Pay up, or we will force you to. That was the warning from Housing Secretary Michael Gove to developers back in January, when he said the construction industry had a moral duty and responsibility to pay to fix the cladding crisis in the wake of the Grenfell Tower tragedy.
After months of negotiations between government and the industry, 36 out 53 construction firms have signed up to a pledge to assess and fix all buildings over 11 metres that have played a role in developing in the last 30 years.
The UK’s biggest listed builders have agreed to stump up £2 billion collectively. Mr Gove has described this as a "victory for leaseholders" and said the government "will do whatever it takes to hold industry to account, and under our new measures there will be nowhere to hide".

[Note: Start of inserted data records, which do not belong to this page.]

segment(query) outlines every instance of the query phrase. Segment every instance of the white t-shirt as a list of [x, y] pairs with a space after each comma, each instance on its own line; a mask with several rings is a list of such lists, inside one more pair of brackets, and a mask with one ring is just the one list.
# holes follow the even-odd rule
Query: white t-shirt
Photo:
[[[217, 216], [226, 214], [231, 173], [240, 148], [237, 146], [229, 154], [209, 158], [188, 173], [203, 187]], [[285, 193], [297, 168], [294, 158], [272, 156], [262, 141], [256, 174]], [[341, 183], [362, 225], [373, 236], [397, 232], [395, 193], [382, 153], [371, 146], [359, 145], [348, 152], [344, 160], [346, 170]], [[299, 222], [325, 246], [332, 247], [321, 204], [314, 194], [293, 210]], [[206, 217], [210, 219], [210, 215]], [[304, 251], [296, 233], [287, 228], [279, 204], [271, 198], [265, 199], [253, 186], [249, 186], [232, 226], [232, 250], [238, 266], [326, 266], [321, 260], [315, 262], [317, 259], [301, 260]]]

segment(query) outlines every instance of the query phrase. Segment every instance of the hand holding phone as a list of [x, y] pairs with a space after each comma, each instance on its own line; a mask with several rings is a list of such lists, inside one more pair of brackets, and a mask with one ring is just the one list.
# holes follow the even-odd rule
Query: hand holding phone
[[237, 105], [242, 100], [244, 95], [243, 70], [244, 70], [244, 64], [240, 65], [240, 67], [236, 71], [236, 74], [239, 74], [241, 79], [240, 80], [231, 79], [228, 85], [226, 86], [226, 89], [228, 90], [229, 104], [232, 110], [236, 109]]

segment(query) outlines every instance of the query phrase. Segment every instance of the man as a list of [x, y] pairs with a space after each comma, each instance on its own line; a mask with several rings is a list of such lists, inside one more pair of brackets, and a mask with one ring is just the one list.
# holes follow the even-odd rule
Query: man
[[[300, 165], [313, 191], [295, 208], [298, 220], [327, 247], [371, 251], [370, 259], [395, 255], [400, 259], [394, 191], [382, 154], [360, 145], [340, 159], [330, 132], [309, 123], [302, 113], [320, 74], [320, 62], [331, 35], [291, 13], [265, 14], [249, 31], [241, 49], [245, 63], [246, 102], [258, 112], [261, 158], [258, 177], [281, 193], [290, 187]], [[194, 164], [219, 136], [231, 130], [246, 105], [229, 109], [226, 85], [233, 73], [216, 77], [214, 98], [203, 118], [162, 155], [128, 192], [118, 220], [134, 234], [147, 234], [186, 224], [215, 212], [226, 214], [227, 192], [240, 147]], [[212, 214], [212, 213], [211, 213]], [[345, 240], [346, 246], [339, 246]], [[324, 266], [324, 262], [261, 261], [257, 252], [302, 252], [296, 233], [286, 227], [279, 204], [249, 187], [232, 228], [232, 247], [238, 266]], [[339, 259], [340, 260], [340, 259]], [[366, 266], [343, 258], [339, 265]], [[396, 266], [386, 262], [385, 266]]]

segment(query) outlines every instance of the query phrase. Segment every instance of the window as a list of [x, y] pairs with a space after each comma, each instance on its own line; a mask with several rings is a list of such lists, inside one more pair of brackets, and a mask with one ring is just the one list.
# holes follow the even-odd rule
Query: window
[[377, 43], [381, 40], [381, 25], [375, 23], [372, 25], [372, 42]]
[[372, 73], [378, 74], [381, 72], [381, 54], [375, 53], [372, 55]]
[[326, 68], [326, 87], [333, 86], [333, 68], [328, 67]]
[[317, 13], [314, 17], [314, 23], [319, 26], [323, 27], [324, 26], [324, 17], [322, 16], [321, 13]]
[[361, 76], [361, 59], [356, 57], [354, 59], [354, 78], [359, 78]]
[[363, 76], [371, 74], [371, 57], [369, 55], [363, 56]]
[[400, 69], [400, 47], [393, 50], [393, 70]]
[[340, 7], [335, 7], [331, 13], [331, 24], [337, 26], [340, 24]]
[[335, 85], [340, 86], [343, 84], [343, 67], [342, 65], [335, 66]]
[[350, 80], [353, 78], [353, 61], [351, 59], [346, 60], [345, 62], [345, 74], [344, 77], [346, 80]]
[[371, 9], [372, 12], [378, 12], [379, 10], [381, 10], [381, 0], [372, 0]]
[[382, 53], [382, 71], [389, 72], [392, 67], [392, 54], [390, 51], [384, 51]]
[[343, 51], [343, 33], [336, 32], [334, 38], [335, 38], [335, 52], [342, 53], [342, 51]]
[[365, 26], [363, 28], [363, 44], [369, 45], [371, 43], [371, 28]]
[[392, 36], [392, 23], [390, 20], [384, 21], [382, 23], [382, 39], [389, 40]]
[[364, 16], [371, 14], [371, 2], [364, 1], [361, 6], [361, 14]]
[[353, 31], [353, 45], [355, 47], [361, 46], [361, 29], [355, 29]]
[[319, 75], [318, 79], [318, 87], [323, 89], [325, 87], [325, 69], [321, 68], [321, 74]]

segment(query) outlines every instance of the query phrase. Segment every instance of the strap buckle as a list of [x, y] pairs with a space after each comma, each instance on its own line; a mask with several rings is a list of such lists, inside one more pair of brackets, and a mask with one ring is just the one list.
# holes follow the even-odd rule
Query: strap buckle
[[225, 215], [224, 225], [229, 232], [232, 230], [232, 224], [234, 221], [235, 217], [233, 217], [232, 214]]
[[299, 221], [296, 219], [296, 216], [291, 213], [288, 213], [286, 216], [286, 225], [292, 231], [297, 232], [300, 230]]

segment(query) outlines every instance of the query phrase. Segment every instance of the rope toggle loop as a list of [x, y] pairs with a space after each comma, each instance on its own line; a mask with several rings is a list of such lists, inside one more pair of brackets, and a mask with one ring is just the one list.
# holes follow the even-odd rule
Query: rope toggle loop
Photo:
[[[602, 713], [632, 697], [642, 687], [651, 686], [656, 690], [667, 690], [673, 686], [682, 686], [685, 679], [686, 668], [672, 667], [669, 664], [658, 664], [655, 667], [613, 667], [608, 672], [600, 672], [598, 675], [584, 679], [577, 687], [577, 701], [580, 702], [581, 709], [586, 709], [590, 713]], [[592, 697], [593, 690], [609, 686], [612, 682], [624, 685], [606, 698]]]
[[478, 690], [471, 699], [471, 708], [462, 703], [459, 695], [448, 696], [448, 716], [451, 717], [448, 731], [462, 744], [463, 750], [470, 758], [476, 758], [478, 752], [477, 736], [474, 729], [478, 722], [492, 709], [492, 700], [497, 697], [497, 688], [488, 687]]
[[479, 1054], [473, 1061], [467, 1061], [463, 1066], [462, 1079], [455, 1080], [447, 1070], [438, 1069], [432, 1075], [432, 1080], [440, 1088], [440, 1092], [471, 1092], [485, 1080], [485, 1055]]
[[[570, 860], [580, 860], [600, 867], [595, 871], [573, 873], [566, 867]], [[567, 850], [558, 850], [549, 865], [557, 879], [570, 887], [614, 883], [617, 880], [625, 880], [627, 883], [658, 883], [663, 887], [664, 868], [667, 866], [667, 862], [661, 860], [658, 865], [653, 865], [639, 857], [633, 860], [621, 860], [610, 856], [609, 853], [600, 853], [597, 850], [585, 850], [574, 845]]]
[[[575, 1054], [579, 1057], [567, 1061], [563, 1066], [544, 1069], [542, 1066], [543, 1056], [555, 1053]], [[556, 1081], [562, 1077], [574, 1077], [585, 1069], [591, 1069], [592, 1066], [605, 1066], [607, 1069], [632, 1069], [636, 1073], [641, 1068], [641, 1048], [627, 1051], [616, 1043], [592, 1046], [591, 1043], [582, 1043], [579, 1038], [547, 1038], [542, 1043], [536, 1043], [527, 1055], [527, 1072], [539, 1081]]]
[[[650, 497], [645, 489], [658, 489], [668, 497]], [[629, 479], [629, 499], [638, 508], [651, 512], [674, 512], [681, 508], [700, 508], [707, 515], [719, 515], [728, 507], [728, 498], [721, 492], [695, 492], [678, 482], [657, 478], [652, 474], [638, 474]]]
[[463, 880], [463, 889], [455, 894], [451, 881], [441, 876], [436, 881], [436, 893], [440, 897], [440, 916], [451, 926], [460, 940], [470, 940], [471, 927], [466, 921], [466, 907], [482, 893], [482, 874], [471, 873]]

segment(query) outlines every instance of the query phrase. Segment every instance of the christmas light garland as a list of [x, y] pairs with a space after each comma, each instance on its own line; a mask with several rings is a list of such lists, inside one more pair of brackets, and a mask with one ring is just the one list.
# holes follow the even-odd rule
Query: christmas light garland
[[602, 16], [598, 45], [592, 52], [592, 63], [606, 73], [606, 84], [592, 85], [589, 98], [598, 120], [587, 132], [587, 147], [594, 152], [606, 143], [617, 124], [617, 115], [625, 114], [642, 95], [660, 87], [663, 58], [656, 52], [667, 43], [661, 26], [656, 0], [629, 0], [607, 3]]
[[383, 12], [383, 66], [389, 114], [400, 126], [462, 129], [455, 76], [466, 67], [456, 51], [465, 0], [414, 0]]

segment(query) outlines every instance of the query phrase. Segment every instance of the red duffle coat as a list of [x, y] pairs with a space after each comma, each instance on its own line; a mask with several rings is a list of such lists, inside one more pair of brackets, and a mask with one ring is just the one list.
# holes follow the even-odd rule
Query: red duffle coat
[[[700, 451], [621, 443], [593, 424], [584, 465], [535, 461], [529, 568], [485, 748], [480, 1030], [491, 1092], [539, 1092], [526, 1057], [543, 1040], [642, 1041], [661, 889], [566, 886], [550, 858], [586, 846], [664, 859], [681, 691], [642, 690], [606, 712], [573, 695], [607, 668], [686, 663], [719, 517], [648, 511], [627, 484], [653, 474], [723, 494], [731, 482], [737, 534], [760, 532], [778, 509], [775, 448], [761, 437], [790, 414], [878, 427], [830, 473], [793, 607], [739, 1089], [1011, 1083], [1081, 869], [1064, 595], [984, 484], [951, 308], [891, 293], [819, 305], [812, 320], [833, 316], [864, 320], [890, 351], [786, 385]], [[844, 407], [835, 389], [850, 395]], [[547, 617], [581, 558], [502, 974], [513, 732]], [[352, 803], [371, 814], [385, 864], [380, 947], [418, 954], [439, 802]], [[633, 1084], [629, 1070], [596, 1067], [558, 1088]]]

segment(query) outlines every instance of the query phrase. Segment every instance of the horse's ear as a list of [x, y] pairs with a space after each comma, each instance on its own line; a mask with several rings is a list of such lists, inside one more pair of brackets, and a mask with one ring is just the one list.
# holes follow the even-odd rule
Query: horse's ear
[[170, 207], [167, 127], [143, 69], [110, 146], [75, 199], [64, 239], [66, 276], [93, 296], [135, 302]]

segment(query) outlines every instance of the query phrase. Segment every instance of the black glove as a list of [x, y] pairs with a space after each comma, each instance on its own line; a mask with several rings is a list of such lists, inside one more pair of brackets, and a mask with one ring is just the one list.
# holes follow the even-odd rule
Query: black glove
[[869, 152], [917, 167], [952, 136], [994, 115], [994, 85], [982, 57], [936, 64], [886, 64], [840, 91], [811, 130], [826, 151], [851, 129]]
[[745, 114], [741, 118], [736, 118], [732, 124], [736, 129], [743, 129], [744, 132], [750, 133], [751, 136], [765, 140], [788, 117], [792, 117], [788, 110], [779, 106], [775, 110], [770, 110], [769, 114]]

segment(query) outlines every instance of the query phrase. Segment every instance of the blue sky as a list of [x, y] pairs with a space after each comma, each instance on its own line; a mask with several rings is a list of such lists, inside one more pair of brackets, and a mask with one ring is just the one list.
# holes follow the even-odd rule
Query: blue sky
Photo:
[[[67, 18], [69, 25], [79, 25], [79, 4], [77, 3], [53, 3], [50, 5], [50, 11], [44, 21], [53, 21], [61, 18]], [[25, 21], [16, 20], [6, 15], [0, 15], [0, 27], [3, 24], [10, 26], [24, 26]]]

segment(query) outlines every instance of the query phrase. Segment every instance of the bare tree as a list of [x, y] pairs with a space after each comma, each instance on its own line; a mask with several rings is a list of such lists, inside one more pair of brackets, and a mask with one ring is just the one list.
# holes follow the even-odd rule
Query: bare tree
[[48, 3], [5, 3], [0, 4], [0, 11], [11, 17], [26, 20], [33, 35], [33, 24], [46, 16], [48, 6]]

However, remember the £2 billion is only half of the £4 billion that ministers previously said was needed to make blocks between 11 and 18 metres safe. The Department for Levelling Up, Housing and Communities said an existing industry levy will be extended and collect another £3bn over the next decade.
It’s nearly five years since the Grenfell Tower fire where 72 people died. Fire engulfed the 24 storey block in London; the external cladding was found to have aided the rapid spread of the blaze. The tragedy exposed decades of systematic regulatory failures.
Today, more than half a million people across the UK are still living in buildings with combustible cladding and a range of other fire safety defects. Many have received huge bills running into tens of thousands of pounds. The battle over who should pay has been a toxic one from the start.
Campaign group UK Cladding Action said Tuesday’s agreement was not a victory "for leaseholders who remain trapped for years as developers wrangle over what to remediate and for how much."
So what happens to those builders who are still refusing to cover the costs of fixing a building safety crisis they helped to create? There will be commercial consequences. Ministers have warned that they will impose tax and legal changes, firms could be barred from government housing funds and the planning process. That would in effect mean they would not be able to build or sell new homes.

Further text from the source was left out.